This artificial demand from the Fed increased the price of those bonds, which in turn pushed down yields and interest rates overall.
The Fed not only stopped in 2022, but also began “Quantitative Tightening” through “Balance Sheet Runoff”. (Stay with me here; this is important 😊)
Balance sheet runoff simply means that the Fed was allowing maturing bonds to pay off without buying more bonds to replace them.
As a result, the Fed reduced its holdings of bonds from about $8.5 trillion to $6.5 trillion.
TLDR: If the Fed was holding its balance sheet steady (by buying more bonds to replace bonds that pay off), there would be more demand for bonds, and rates would be lower.
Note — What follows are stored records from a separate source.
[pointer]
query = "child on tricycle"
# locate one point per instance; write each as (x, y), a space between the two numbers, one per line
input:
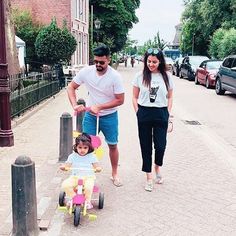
(79, 187)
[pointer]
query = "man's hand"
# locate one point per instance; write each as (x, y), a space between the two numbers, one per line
(79, 108)
(95, 109)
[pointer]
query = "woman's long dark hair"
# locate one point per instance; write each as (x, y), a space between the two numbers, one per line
(162, 68)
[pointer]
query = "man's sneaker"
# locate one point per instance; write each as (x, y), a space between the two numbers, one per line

Hence, if the Fed announces today that it might stop its balance sheet runoff, rates could fall in response.
Rent-To-Own Is Still a Thing – But There’s a Twist!
We have a “rent-to-own” transaction in our pipeline right now – and there is a fascinating twist.
Renters can accumulate down payment funds if they legitimately pay over-market rent to their landlord.
For example, if the market rent is $5,000 per month, and the renter pays $7,500 for two years – the extra $60,000 will be deemed a legitimate down payment by mortgage lenders.
But here is the twist: Fannie Mae uses current market rents rather than the market rents at the time the lease was signed.
We explained to Fannie Mae that this makes no sense at all, and Fannie Mae said: “Go F yourself! We’re a monopoly and we can do whatever we want.”